Siyaset ve uluslararası çıkar işin içinde olunca böyle oluyor ne yazık ki!
Mesele insani olunca -ne yazık ki- aynı hassasiyet gösterilmiyor.
Afrika Boynuzu'nda kuraklık ve kıtlık nedeniyle baş gösteren
açlık krizinde
alarm zilleri çalıyor. Kıtanın doğusunda
Kenya ve Etiyopya'dan
Somali'ye kadar son 60 yılın en kötü kıtlık felaketi yaşanıyor.
Birleşmiş Milletler
Mülteciler Yüksek Komiseri Antonio Guterres, 12 milyon kişinin acil
yardım beklediğini ve durumun şu anda "dünyadaki en büyük insani felaket" olduğunu söylüyor.
Birleşmiş Milletler Gıda ve
Tarım Örgütü FAO, üye ülkeleri ve
sivil toplum kuruluşlarını Roma'daki merkezinde acil toplantıya çağırdı. Örgüt, açlıktan ölümlere karşı mücadele için acil
eylem ve bir yıl için 1 milyar 600 milyon dolarlık fon çağrısında bulundu. Bölgede 2 milyon çocuğun yetersiz beslendiği, hayatta kalabilmeleri için acil yardım gerektiği belirtiliyor.
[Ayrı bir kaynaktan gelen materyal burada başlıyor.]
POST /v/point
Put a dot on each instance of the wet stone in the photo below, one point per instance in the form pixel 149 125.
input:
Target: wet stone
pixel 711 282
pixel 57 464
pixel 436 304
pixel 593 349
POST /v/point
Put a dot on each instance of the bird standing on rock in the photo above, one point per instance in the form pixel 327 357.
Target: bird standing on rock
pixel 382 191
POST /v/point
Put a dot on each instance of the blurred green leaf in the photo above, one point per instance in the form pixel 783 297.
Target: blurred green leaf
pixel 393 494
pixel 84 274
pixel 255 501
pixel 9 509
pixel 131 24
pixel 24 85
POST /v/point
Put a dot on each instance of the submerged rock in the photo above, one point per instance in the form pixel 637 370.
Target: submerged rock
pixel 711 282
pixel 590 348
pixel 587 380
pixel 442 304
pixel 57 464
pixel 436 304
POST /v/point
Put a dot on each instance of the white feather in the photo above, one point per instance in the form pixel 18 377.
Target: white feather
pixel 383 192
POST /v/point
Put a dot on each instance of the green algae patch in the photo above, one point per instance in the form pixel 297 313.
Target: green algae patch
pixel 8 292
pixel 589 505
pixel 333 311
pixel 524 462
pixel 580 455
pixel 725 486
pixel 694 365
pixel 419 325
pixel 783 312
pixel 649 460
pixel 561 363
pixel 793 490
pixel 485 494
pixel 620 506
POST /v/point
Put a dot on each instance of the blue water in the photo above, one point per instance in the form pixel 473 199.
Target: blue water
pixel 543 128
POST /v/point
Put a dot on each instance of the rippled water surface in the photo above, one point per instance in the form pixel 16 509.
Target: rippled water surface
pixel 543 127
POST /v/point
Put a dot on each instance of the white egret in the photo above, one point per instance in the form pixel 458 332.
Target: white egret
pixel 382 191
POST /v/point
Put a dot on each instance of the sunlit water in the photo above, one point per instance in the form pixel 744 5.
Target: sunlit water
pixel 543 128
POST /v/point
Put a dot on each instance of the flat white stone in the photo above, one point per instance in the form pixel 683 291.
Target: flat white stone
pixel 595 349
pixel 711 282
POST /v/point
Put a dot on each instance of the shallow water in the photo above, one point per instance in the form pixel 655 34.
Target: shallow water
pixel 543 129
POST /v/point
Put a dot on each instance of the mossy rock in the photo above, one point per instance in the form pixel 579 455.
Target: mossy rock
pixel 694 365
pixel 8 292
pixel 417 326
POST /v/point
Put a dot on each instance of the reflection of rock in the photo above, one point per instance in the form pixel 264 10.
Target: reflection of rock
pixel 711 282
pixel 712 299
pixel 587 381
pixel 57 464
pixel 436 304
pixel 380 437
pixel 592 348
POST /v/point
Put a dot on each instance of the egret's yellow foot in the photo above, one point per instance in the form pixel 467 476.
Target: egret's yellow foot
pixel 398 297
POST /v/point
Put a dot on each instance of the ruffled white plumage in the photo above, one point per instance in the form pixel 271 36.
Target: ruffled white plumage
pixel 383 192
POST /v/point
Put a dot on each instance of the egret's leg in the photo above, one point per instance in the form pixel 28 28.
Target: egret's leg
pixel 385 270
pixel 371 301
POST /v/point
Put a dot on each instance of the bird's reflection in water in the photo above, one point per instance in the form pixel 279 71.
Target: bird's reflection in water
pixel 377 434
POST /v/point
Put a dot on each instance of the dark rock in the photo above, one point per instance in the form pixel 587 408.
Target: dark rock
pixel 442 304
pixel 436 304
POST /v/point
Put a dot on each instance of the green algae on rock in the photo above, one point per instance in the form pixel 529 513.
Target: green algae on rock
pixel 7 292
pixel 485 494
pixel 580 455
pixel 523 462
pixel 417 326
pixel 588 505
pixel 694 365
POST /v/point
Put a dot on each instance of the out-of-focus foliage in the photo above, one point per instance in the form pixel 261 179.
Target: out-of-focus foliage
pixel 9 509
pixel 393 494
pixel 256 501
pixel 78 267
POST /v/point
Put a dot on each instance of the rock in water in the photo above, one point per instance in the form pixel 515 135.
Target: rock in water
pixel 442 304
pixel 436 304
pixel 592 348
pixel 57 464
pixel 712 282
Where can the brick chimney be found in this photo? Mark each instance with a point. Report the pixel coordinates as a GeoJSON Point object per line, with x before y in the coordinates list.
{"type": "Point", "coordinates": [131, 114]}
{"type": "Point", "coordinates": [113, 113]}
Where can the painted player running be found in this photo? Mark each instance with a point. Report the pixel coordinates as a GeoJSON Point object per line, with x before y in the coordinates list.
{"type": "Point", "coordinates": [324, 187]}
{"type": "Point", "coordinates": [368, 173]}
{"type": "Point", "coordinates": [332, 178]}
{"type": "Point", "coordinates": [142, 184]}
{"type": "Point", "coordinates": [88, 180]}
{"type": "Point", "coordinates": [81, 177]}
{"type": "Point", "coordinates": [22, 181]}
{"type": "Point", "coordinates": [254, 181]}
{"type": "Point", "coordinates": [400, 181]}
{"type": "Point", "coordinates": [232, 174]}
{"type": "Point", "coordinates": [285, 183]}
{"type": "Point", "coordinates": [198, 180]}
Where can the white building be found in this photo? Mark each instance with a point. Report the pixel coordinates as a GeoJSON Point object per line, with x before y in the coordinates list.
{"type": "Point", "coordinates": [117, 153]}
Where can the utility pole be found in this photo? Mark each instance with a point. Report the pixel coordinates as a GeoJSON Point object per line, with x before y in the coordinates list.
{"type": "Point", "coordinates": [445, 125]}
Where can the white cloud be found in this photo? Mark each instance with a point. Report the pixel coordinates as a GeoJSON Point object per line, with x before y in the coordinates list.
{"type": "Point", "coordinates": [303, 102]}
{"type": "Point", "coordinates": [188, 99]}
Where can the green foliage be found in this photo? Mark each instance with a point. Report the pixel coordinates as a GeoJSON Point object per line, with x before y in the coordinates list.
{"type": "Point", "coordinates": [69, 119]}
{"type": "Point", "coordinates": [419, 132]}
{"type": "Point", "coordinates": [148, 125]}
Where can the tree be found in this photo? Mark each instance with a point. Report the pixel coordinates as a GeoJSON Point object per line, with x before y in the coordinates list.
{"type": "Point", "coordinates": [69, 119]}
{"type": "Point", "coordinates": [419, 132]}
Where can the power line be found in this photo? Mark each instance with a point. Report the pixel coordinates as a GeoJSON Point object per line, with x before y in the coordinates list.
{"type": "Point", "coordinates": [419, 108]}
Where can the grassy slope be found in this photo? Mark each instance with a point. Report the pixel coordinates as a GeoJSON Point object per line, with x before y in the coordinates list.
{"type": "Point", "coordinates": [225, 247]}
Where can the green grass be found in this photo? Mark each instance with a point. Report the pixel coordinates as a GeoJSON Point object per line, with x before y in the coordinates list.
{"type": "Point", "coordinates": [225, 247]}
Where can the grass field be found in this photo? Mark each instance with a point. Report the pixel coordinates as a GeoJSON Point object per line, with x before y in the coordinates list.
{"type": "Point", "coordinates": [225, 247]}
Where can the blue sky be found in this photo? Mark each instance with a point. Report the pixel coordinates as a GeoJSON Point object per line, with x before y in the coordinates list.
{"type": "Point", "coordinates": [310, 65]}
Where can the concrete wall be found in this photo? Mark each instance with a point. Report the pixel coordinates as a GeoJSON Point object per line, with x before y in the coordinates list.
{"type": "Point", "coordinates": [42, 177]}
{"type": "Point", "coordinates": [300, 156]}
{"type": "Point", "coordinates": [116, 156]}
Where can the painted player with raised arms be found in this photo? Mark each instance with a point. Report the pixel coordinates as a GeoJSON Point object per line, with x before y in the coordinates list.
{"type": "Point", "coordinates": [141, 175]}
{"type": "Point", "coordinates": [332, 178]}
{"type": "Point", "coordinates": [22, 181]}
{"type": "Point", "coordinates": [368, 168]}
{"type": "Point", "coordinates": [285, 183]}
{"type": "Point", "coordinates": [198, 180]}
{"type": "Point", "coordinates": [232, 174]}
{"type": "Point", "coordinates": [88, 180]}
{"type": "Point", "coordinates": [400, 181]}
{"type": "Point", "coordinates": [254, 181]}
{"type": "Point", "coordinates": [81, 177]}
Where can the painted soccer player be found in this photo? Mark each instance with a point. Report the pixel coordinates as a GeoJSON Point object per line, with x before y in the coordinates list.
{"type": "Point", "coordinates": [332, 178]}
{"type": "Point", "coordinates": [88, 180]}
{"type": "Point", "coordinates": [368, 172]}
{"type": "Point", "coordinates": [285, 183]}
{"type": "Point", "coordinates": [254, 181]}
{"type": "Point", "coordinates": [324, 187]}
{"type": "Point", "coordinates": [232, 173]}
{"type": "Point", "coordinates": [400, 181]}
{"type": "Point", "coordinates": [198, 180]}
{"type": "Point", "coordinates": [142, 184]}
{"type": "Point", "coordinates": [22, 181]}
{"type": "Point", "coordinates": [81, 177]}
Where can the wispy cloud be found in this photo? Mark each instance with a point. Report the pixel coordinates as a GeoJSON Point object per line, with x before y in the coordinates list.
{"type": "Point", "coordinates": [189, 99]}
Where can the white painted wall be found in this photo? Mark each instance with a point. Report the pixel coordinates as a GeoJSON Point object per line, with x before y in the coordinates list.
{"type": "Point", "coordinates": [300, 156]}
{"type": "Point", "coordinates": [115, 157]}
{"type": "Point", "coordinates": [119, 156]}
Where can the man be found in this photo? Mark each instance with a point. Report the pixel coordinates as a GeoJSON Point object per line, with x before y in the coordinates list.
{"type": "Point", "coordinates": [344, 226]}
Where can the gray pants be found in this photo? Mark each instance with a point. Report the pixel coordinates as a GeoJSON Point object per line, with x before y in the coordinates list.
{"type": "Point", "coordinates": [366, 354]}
Kuraklıktan kaçanlar, Kenya'daki Daadab kampını 440 bin kişiyle dünyanın en büyük mülteci kampına dönüştürdü. Geçtiğimiz günlerde açıklama yapan Birleşmiş Milletler Resmi Temsilcisi Adrian Edwards, Dadaab Kampı'nın halihazırda dünyanın en fazla mülteci barındıran kampı olma özelliği taşıdığını söyledi. Dayanıklılığı ile bilinen develerin bile ölmeye başladığı haberleri geliyor bölgeden. Mültecilerin, çocuklarıyla birlikte Etiyopya'ya ulaşmak için günlerce yürüdükleri ve 4 çocuklu olarak yola çıkan ailelerin 1 veya 2 çocukla kamplara ulaşabildiği, bölgeden gelen bilgiler arasında. İç savaşın hüküm sürdüğü Somali'de Eş Şebab
örgütünün yıllardır dış yardımları engellemesi yüzünden iç bölgelerde çoktan on binlerce kişinin ölmüş olabileceği belirtiliyor. Uzmanlara göre Afrika'da açlık sorununun yaygınlaşarak artmasında gelişmiş ülkelerin yardım politikaları önemli rol oynuyor.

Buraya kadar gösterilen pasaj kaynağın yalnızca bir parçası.